Prosecutors said they were provisionally treating the incident as terrorism, in part because of the symbolism of the place where the attacker struck. The attack also coincided with the start this month of the trial of 14 alleged accomplices in the 2015 Charlie Hebdo attack. The gunmen behind that attack killed 12 people.
Investigators said the militants wanted to avenge the publication of cartoons depicting the Prophet in the magazine. Charlie Hebdo republished the cartoons on the eve of the trial this month.
A second suspect was detained and prosecutors were trying to establish his relation to the knife attacker. The second man is Algerian, according to the police source.
Prime Minister Jean Castex, who rushed to the scene, said: “The government is... determined with all its means to fight terrorism.”

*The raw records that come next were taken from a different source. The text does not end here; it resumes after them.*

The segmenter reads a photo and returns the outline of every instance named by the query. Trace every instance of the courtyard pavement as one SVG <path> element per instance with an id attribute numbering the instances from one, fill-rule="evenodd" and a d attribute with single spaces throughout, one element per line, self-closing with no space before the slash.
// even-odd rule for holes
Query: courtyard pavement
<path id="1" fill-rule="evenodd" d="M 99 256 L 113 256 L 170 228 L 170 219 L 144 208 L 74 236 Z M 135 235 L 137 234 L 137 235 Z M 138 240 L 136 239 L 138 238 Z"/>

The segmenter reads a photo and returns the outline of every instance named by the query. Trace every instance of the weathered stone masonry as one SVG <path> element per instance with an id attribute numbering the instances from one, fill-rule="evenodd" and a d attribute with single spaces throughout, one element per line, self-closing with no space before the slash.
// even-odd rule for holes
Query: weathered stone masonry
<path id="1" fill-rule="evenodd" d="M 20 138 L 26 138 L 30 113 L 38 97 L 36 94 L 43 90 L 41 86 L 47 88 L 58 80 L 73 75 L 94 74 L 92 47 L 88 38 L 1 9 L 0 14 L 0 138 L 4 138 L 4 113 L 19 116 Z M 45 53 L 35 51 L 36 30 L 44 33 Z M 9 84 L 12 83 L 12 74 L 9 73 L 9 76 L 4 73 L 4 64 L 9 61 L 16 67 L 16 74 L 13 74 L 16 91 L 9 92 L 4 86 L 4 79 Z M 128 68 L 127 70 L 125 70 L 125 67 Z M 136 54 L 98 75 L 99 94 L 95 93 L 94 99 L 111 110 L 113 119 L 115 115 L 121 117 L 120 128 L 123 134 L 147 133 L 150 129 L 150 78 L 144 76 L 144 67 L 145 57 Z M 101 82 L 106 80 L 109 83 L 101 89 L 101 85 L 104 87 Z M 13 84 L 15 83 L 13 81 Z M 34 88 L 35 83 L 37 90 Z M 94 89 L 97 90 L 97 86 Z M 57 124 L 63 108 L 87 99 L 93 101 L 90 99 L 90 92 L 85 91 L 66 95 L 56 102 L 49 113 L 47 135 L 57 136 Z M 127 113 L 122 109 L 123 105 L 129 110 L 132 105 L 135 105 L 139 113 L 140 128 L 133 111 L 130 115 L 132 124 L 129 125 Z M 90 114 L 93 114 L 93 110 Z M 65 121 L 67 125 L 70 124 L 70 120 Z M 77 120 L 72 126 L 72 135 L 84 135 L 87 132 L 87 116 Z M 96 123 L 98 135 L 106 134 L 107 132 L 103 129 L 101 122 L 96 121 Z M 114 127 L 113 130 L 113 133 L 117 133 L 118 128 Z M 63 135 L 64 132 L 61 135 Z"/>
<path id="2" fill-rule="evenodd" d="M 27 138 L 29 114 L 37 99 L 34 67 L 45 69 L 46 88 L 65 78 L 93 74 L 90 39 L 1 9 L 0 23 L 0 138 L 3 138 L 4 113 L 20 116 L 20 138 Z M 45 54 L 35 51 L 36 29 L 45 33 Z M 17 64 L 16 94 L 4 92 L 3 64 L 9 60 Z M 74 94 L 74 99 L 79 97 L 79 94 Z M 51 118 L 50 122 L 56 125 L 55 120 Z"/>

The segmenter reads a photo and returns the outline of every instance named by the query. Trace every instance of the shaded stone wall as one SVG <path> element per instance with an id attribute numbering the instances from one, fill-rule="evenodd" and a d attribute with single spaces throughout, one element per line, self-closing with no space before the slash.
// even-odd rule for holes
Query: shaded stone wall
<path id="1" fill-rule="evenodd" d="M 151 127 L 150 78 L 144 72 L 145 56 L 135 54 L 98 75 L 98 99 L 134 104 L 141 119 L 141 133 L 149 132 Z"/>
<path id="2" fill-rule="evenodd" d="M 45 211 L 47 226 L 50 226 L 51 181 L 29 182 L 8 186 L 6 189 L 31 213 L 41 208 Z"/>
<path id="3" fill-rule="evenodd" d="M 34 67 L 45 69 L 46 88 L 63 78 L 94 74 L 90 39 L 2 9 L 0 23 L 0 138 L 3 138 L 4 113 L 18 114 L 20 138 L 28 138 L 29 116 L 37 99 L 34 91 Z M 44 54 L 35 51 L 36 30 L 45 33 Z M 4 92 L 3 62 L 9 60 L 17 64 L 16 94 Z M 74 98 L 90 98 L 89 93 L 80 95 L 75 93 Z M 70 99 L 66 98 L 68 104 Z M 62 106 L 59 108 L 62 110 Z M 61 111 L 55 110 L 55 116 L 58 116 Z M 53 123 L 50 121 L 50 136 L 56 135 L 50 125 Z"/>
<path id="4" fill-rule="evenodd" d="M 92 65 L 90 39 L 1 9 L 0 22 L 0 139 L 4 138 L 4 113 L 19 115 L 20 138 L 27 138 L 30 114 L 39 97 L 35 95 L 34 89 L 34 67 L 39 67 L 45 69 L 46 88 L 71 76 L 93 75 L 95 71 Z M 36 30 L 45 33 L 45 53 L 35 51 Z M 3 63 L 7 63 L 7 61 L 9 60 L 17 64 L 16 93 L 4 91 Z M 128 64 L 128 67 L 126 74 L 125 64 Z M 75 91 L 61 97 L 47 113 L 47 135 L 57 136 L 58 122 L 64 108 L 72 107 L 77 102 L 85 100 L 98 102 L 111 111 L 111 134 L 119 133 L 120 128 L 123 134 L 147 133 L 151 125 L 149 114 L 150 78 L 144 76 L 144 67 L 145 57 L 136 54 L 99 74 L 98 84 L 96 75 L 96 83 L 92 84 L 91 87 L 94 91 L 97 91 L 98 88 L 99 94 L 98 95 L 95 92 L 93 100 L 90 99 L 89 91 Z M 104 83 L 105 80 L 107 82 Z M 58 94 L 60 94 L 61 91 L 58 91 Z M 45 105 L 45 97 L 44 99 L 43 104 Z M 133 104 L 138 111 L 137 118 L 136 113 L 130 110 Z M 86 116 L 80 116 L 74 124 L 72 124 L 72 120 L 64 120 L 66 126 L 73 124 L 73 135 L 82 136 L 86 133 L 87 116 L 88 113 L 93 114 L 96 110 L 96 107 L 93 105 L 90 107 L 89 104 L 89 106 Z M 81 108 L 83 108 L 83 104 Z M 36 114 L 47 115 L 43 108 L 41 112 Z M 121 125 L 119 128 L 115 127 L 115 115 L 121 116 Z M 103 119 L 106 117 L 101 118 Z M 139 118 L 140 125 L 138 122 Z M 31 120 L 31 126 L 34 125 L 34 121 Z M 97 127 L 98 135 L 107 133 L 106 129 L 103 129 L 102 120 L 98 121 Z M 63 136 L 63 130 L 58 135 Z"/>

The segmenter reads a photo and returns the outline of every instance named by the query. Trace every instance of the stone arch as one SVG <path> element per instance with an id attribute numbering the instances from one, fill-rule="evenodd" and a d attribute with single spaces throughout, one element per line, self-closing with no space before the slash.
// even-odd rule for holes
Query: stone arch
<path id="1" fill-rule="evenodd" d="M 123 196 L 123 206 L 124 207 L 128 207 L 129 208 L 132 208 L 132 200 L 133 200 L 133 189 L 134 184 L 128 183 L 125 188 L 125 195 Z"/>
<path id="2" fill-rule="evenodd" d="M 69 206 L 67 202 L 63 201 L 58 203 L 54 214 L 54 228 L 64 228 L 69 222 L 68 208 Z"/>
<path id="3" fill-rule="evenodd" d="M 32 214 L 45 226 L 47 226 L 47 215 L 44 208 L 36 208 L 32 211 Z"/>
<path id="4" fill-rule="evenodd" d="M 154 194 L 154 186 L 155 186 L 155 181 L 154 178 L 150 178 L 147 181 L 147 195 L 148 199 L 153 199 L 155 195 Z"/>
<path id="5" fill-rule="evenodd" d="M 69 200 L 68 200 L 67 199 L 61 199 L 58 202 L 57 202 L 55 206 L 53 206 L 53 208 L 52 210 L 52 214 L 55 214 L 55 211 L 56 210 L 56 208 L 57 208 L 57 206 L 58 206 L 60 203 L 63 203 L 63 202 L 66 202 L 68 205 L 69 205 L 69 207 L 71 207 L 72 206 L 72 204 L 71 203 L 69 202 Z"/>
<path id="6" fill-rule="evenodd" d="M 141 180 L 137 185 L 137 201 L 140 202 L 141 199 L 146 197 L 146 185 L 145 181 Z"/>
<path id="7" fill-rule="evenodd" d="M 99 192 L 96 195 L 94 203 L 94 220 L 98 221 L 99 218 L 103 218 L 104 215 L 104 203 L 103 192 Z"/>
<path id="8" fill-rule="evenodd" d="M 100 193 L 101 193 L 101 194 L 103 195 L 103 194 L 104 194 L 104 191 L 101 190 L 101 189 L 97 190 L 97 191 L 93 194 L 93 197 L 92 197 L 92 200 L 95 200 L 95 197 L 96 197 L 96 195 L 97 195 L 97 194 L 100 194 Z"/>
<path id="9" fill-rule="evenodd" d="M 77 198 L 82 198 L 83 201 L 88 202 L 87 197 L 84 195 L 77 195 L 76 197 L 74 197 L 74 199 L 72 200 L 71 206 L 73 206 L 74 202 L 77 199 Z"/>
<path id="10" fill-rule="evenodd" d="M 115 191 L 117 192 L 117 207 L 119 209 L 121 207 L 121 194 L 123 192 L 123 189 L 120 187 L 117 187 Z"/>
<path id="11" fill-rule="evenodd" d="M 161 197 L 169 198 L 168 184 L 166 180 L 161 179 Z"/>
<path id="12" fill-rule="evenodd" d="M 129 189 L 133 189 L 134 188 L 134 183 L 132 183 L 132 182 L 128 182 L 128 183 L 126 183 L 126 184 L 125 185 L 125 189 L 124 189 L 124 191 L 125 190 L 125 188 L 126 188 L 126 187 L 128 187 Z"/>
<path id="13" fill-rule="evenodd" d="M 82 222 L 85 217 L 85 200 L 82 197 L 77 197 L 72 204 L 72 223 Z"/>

Charlie Hebdo vacated its offices after the 2015 attack and is now in a secret location. The building is now used by a television production company.
Two of its staff, a man and a woman, were in the street having a cigarette break when they were attacked, according to prosecutors and a colleague of the victims.
In the immediate aftermath, a neighbour said she saw blood on the ground and people pulling a wounded woman away into the office building. She said workers repairing the road told her “a dark-skinned man randomly hit a lady with a big butcher’s knife” in front of a mural that serves as a memorial to victims of the 2015 attack.
The staff of Charlie Hebdo issued a statement expressing their support for the victims of Friday’s attack. “Far from terrorising us, such events should make us even more assertive in the defence of our values,” the statement said.
Paul Moreira, a journalist from the Premieres Lignes media production company, told French broadcaster BFM TV it was his colleagues who were attacked.